How Should Packaging Be Addressed in Your Food Safety Program?


How Should Packaging Be Addressed in Your Food Safety Program?

In the April-May 2011 issue of Food Safety Magazine, an article entitled “How Should Packaging Be Addressed in Your Food Safety Program” examined the role of packaging and potential safety issues.[1] The food package, whether it is the primary or secondary package, serves a number of roles: It protects the food, provides the consumer with information, helps market the food, warns customers of potential dangers (such as from allergens), provides a container for transport, allows the product to be tracked and traced, and can even provide evidence as to how a product might have become contaminated or spoiled.
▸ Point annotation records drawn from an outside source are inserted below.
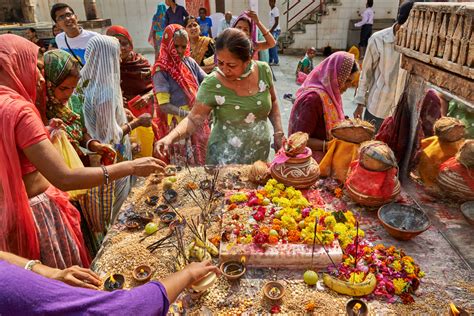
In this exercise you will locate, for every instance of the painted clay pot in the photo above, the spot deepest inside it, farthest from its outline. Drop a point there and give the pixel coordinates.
(300, 173)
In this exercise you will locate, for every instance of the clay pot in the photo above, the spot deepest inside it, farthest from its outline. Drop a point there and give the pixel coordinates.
(142, 273)
(111, 285)
(300, 173)
(273, 290)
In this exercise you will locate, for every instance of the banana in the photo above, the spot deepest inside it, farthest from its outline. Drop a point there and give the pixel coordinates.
(351, 289)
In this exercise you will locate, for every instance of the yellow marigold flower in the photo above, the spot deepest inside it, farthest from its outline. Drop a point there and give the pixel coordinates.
(399, 284)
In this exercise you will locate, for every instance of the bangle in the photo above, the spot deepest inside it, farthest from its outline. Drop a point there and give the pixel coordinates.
(89, 142)
(106, 175)
(30, 264)
(129, 127)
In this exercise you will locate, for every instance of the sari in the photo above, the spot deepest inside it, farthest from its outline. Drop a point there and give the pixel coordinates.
(319, 99)
(179, 70)
(157, 28)
(57, 67)
(46, 226)
(104, 114)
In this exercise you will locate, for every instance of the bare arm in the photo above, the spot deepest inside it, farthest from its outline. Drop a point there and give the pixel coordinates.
(177, 282)
(50, 164)
(275, 119)
(199, 113)
(75, 276)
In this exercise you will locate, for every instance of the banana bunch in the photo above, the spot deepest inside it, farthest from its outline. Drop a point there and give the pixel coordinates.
(209, 246)
(352, 289)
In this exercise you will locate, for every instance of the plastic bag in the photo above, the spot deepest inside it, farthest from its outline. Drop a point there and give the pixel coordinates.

Packaging was described as being able to inform a consumer or user about how fresh a product might be. The conclusion was that food packaging was generally safe, primarily because all materials used in packaging are subject to approval by regulatory agencies, such as the U.S. Food and Drug Administration (FDA) or the European Food Safety Authority.

So, the question is, has anything changed in the past 5 years? Does packaging pose a risk, and how should it be addressed in your food safety management system (FSMS)?

Hot Issues in Packaging

Consumers have developed a fear of chemicals, which is not scientifically justified. The attitude of many is “If I can’t pronounce it, I don’t want it in my food.” This has led to the clean-label movement, in which food processors are scrambling to remove the unpronounceable ingredients from their labels, whether they are harmful or not.

Five years ago, one of the big consumer concerns was a chemical called bisphenol A (BPA). BPA is an industrial chemical used to make a hard, clear plastic known as polycarbonate, which has been used in many consumer products, including reusable water bottles and baby bottles. BPA is also found in epoxy resins, which act as a protective lining inside metal-based food and beverage cans. In January 2010, FDA stated that while tests supported the safety of low-level exposure to BPA, more research was being done on its potential effects on infants and children.